Unilateral phrenic nerve injury often results in symptomatic hemidiaphragm paralysis, and currently few treatment options exist. Reported etiologies include cardiac surgery, neck surgery, chiropractic manipulation, and interscalene nerve blocks. Although diaphragmatic plication has been an option for treatment, the ideal treatment would be restoration of function to the paralyzed hemidiaphragm. The application of peripheral nerve surgery techniques for phrenic nerve injuries has not been adequately evaluated.
Twelve patients presenting with long-term, symptomatic, unilateral phrenic nerve injuries following surgery, chiropractic manipulation, trauma, or anesthetic blocks underwent a comprehensive evaluation, including radiographic and electrophysiologic assessments. Surgical treatment was offered following a minimum of 6 months of conservative management.

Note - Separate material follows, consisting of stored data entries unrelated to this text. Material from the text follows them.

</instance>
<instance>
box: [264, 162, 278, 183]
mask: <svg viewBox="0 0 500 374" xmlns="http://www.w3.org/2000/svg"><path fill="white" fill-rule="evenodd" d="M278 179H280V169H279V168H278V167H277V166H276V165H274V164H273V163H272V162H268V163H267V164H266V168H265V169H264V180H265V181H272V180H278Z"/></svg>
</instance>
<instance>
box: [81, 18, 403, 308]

Operative planning was based on preoperative and intraoperative testing using one or more established nerve reconstruction techniques (neurolysis, interpositional grafting, or neurotization).
Measures of postoperative improvement included pulmonary function testing, fluoroscopic sniff testing, and a standardized quality-of-life survey, from which it was determined that eight of nine patients who could be completely evaluated experienced improvements in diaphragmatic function.
Based on the favorable results in this small series, we suggest expanding nerve reconstruction techniques to phrenic nerve injury treatment and propose an algorithm for treatment of unilateral phrenic nerve injury that may expand the current limitations in therapy.